Originally posted by starfleetX
Wrong.
Older G4's have a four-stage pipeline.
Apple (well, Motorola) changed with the 733 and up.
Hmm, really? Didn't know that. I guess you learn something every day...
About those nasty percentages, I'm still iffy on how to understand them. I guess 100% faster is twice as fast, but it's still really weird.
Help me out here -- if 100% faster is twice as fast, which means effectively where the benchmark system is at 100% speed (meaning it's as fast as the benchmark, which is itself), then the faster system is at 200% speed, right? So if, let's say, the Pentium that Apple is using as a benchmark is set at 100%, and it performs a certain task in 100 seconds. The Dual GHz G4 is supposedly 72% faster, so it is 172% the speed of the benchmark Pentium. So how long would it take to perform the same task on the Dual GHz G4?
UPDATE: OK, I think I actually get it now. So if 100% faster is effectively 200% of the benchmark system, then this is 2x as fast. So you take the time it takes for the benchmark system to do a certain job and divide it by the factor, in this case 2. So something 100% faster than the base Pentium Apple is using would take 50 seconds to do a task that the Pentium took 100 seconds to do.

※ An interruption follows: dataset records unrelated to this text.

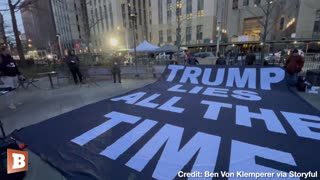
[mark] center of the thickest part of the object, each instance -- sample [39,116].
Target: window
[281,23]
[235,4]
[106,16]
[245,2]
[199,32]
[160,11]
[257,2]
[160,37]
[169,36]
[188,34]
[200,5]
[200,8]
[316,28]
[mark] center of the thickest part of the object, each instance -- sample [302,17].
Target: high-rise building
[118,21]
[183,22]
[51,24]
[288,20]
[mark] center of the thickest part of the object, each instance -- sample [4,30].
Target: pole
[60,48]
[133,16]
[218,38]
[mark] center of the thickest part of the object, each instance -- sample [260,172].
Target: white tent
[145,46]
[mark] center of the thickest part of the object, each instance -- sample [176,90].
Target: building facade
[288,20]
[183,22]
[55,25]
[118,21]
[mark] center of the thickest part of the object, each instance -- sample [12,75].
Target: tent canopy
[167,48]
[145,46]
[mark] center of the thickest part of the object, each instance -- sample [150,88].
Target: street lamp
[59,42]
[133,19]
[218,38]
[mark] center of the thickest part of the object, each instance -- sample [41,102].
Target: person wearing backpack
[293,66]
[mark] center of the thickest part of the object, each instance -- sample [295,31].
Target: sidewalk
[40,105]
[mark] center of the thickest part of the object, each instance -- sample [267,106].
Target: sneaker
[12,106]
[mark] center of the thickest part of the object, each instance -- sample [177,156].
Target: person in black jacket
[250,58]
[9,75]
[74,66]
[221,60]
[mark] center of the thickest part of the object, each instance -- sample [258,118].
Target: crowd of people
[10,75]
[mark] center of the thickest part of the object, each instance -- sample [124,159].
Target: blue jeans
[292,79]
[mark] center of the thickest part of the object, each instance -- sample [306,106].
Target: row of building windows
[178,8]
[199,34]
[100,19]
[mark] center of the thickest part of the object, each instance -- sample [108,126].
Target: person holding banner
[293,66]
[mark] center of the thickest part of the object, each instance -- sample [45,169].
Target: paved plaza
[39,105]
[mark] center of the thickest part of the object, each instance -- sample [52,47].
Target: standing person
[250,58]
[116,71]
[193,60]
[74,66]
[221,60]
[9,75]
[293,66]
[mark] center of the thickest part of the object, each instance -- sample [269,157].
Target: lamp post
[218,38]
[133,16]
[59,42]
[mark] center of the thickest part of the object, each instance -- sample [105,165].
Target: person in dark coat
[293,66]
[74,66]
[250,58]
[193,60]
[221,60]
[116,71]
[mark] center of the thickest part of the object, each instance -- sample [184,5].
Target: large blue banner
[196,122]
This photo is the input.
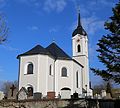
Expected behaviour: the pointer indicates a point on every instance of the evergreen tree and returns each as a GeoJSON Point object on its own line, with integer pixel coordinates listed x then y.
{"type": "Point", "coordinates": [109, 48]}
{"type": "Point", "coordinates": [3, 29]}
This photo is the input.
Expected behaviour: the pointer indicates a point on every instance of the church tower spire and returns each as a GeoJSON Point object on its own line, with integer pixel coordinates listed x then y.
{"type": "Point", "coordinates": [79, 29]}
{"type": "Point", "coordinates": [80, 50]}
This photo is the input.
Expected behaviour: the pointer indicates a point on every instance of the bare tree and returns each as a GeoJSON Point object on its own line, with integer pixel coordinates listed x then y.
{"type": "Point", "coordinates": [7, 85]}
{"type": "Point", "coordinates": [3, 29]}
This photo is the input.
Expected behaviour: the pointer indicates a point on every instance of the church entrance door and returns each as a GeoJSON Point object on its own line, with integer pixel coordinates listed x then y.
{"type": "Point", "coordinates": [65, 93]}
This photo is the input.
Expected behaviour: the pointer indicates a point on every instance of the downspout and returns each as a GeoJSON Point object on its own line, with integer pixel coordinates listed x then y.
{"type": "Point", "coordinates": [54, 76]}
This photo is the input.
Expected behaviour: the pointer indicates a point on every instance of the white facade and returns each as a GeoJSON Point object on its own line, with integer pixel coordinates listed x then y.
{"type": "Point", "coordinates": [52, 70]}
{"type": "Point", "coordinates": [42, 81]}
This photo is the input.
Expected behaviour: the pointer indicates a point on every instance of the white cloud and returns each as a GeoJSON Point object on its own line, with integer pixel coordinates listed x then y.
{"type": "Point", "coordinates": [54, 5]}
{"type": "Point", "coordinates": [33, 28]}
{"type": "Point", "coordinates": [53, 30]}
{"type": "Point", "coordinates": [1, 69]}
{"type": "Point", "coordinates": [90, 24]}
{"type": "Point", "coordinates": [9, 48]}
{"type": "Point", "coordinates": [2, 3]}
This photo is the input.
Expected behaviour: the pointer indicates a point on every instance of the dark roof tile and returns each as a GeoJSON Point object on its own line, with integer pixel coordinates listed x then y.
{"type": "Point", "coordinates": [57, 52]}
{"type": "Point", "coordinates": [36, 50]}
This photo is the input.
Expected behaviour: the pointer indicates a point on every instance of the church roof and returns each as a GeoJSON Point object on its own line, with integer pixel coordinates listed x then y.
{"type": "Point", "coordinates": [53, 50]}
{"type": "Point", "coordinates": [79, 29]}
{"type": "Point", "coordinates": [36, 50]}
{"type": "Point", "coordinates": [57, 52]}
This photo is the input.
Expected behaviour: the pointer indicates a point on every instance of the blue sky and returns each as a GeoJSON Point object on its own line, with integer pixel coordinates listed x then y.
{"type": "Point", "coordinates": [33, 22]}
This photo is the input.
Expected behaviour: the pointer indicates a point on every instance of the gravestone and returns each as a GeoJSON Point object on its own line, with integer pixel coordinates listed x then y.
{"type": "Point", "coordinates": [75, 95]}
{"type": "Point", "coordinates": [1, 95]}
{"type": "Point", "coordinates": [12, 92]}
{"type": "Point", "coordinates": [37, 95]}
{"type": "Point", "coordinates": [51, 95]}
{"type": "Point", "coordinates": [22, 94]}
{"type": "Point", "coordinates": [103, 93]}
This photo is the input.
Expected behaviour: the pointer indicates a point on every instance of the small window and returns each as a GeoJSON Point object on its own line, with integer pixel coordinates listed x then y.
{"type": "Point", "coordinates": [30, 68]}
{"type": "Point", "coordinates": [50, 70]}
{"type": "Point", "coordinates": [78, 48]}
{"type": "Point", "coordinates": [64, 72]}
{"type": "Point", "coordinates": [77, 79]}
{"type": "Point", "coordinates": [30, 91]}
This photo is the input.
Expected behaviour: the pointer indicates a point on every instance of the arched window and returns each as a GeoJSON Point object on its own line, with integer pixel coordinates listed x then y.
{"type": "Point", "coordinates": [78, 48]}
{"type": "Point", "coordinates": [64, 72]}
{"type": "Point", "coordinates": [30, 68]}
{"type": "Point", "coordinates": [30, 91]}
{"type": "Point", "coordinates": [50, 70]}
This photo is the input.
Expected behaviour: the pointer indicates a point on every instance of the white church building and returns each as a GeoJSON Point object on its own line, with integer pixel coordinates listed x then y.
{"type": "Point", "coordinates": [51, 70]}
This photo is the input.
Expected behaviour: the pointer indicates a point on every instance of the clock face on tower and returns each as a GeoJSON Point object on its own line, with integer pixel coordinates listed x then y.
{"type": "Point", "coordinates": [78, 40]}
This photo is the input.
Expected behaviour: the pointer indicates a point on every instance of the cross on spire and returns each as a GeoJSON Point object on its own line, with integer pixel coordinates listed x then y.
{"type": "Point", "coordinates": [79, 23]}
{"type": "Point", "coordinates": [12, 89]}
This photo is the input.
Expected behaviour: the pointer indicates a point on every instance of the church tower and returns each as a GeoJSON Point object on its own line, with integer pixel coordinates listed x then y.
{"type": "Point", "coordinates": [80, 52]}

So, using that, if the Pentium took 100 seconds to do a task, then the 800 MHz G4 would take 79.37 seconds, the 933 would take 66.23 seconds, and the dual 1 GHz would take 58.14 seconds. And using the same reasoning, I can use the 933 as a benchmark for the dual 1 GHz, and use the reverse of the method described above to get that the dual 1 GHz machine is 13.91% faster than the 933 MHz machine.
Whew.
So now, if you say 933 MHz is the base clock speed, then 1 GHz is 107.3% of that clock speed, which means the clock speed is 7.3% faster, contrasted with the real-world estimate (by Apple, anyway) that the dual 1 GHz is actually 13.91% faster. So it seems maybe it does add up, eh?